Com uma sintaxe em volutas, de negações geminadas e enigmas sentenciosos, a transitar por uma cena de solstício de inverno naninha, cruciante e melancólica, há neste poema de Williams algum desconforto ou incredulidade do falante quanto ao poder de a natureza se renovar, de uma forma ou de outra, para melhor, ou – seria mais cômodo deixar o ponto às claras – de o homem tornar-se menos insensato.
Trata-se de assombrosa meditação, assente em paisagem visionária, senão fantasmagórica, assim como que a profetizar trevas pósteras, mesmo diante do sustentáculo proporcionado pelas artes e pelas ciências.
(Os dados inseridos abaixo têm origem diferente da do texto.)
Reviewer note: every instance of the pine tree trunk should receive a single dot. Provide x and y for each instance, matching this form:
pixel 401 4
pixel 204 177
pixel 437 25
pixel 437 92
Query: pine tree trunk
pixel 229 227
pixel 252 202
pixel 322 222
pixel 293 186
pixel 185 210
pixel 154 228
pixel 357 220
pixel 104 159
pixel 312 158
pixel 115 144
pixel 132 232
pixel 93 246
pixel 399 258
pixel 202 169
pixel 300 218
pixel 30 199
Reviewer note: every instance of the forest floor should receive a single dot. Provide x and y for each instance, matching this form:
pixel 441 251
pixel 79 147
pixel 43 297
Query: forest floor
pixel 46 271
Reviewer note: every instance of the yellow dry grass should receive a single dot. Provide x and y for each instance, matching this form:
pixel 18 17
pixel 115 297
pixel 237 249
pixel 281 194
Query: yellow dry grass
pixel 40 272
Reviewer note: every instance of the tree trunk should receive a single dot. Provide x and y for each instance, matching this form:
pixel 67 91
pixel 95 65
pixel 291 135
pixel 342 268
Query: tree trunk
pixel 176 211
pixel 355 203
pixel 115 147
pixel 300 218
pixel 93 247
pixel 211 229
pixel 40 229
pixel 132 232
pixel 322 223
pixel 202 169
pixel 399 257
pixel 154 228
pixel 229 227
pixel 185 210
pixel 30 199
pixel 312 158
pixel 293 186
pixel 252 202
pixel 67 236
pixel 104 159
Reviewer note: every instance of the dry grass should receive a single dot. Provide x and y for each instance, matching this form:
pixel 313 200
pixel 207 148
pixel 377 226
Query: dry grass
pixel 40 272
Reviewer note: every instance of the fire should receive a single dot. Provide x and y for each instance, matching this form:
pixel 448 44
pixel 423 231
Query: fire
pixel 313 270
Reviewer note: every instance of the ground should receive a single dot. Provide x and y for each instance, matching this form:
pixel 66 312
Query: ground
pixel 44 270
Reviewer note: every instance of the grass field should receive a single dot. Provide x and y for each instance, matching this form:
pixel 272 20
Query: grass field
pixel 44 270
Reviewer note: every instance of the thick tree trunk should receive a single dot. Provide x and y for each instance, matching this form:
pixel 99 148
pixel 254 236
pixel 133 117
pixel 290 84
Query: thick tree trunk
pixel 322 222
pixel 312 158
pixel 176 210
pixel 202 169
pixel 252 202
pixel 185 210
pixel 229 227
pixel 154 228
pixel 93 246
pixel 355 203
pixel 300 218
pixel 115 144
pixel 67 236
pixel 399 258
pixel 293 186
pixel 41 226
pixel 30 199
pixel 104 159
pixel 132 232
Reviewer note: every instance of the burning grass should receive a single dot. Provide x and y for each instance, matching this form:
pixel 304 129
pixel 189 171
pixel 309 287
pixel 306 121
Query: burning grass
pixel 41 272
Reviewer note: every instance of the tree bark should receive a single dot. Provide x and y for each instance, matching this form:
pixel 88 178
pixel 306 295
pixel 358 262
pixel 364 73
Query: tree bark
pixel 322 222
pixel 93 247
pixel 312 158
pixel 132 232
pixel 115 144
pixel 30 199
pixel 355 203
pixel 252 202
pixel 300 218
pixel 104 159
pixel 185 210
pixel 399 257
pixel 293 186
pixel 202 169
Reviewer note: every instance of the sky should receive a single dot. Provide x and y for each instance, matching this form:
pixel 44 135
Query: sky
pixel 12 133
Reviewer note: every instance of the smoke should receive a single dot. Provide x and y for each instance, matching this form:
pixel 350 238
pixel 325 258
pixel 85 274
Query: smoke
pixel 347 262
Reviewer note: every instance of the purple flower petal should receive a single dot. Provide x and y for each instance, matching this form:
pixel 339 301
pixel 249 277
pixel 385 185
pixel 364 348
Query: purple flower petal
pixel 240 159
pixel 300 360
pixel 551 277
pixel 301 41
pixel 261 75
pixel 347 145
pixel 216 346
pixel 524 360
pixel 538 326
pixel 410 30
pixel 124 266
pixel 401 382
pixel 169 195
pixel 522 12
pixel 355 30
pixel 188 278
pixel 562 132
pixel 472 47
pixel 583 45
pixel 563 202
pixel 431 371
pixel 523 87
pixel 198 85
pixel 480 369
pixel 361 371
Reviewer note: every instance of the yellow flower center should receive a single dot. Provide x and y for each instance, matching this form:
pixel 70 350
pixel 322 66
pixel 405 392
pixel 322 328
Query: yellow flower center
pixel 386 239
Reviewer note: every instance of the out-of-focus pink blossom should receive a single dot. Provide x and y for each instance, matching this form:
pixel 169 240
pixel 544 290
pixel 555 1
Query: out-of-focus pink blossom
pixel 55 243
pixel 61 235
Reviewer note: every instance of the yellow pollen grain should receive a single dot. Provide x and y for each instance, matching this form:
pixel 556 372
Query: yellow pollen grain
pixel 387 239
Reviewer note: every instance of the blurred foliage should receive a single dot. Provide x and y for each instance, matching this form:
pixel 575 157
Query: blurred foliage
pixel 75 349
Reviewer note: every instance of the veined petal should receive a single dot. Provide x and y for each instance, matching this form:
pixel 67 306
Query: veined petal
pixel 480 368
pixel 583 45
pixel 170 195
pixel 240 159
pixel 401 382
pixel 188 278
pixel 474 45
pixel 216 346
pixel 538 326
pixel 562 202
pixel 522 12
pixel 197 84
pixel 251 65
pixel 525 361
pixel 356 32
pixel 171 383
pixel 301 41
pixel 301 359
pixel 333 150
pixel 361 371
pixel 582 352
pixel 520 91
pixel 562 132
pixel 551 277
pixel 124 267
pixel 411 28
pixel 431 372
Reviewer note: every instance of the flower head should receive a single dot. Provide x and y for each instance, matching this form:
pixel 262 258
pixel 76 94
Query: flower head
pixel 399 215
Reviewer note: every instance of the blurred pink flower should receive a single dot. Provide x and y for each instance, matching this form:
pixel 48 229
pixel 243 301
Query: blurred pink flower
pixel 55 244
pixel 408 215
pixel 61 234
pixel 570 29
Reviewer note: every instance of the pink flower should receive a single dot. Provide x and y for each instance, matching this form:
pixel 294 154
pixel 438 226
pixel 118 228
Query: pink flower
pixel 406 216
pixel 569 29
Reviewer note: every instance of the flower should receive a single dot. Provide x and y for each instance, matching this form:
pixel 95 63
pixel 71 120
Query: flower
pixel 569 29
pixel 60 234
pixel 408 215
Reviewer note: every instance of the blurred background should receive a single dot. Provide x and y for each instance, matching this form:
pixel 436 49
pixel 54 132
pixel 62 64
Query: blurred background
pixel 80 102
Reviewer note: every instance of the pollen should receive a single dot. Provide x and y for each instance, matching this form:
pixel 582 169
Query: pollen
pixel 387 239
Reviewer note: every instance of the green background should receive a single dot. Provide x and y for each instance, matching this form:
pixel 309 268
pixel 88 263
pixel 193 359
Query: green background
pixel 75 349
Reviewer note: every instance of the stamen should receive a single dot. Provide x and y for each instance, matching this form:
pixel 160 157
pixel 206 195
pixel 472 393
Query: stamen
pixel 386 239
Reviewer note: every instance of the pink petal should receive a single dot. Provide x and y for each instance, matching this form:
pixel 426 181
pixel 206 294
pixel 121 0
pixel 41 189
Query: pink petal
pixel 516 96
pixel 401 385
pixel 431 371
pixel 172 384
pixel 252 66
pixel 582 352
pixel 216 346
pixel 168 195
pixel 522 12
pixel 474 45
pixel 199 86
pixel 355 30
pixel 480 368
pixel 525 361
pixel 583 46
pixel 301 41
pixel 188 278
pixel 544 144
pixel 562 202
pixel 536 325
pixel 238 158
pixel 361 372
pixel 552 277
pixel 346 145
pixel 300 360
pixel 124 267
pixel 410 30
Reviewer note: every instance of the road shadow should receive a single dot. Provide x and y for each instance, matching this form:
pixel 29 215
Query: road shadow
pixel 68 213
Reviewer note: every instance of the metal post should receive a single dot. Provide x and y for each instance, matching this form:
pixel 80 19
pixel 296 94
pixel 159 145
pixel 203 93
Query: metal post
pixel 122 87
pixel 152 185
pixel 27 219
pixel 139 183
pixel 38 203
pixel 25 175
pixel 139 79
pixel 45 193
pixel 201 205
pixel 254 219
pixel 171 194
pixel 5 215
A propósito, o cenário sombrio que se difunde pelos versos desvela o crepitar de um fogo “obscuro”, acirrado pelo gênero humano, à vista de conflitos bélicos ratificadores do estado de “estupidez” em que este se demora.
J.A.R. – H.C.
William Carlos Williams
(1883-1963)
These
are the desolate, dark weeks
when nature in its barrenness
equals the stupidity of man.
The year plunges into night
and the heart plunges
lower than night
to an empty, windswept place
without sun, stars or moon
but a peculiar light as of thought
that spins a dark fire –
whirling upon itself until,
in the cold, it kindles
to make a man aware of nothing
that he knows, not loneliness
itself – Not a ghost but
would be embraced – emptiness,
despair – (They
whine and whistle) among
the flashes and booms of war;
houses of whose rooms
the cold is greater than can be thought,
the people gone that we loved,
the beds lying empty, the couches
damp, the chairs unused –
Hide it away somewhere
out of the mind, let it get roots
and grow, unrelated to jealous
ears and eyes – for itself.
In this mine they come to dig – all.
Is this the counterfoil to sweetest
music? The source of poetry that
seeing the clock stopped, says,
The clock has stopped
that ticked yesterday so well?
and hears the sound of lakewater
splashing – that is now stone.
Pedregulhos à margem de um lago
(Alexandre Calame: pintor suíço)
Estas
são as semanas sombrias, desoladas
em que na sua aridez a natureza
iguala a estupidez do homem.
O ano submerso faz-se noite
e o coração submerge
mais fundo do que a noite
num sítio vácuo, varrido pelo vento
sem sol, sem lua nem estrelas,
só uma estranha luz como de pensamento
que incita um fogo obscuro –
a girar sobre si mesma até,
na frialdade, incendiar-se
para tornar um homem cônscio
de nada que saiba, não a própria
solitude – Não um fantasma mas
seria abraçado – vacuidade,
desespero – (Eles
silvam e soluçam) entre
os clarões e estrondos da guerra;
casas em cujos aposentos
o frio é maior do que se possa pensar,
partidas as pessoas a quem amávamos,
os leitos vazios, as poltronas
úmidas, as cadeiras sem uso –
Trata de a esconder nalgum lugar
longe da lembrança, onde enraíze
e cresça, a salvo dos ouvidos
zelosos e dos olhos – por si mesma.
Esta mina vêm eles escavá-la – todos.
Será isto a contraparte da música
mais suave? A fonte de poesia que
vendo o relógio parado, diz,
Parou o relógio que
ontem tiquetaqueava tão bem?
e ouve o som de água do lago
esparrinhando – pedras agora.
Referência:
WILLIAMS, William Carlos. These / Estas.
Tradução de José Paulo Paes. In: __________. Poemas. Seleção, tradução e
estudo crítico de José Paulo Paes. Edição bilíngue. São Paulo, SP: Companhia
das Letras, 1987. Em inglês: p. 138 e 140; em português: p. 139 e 141.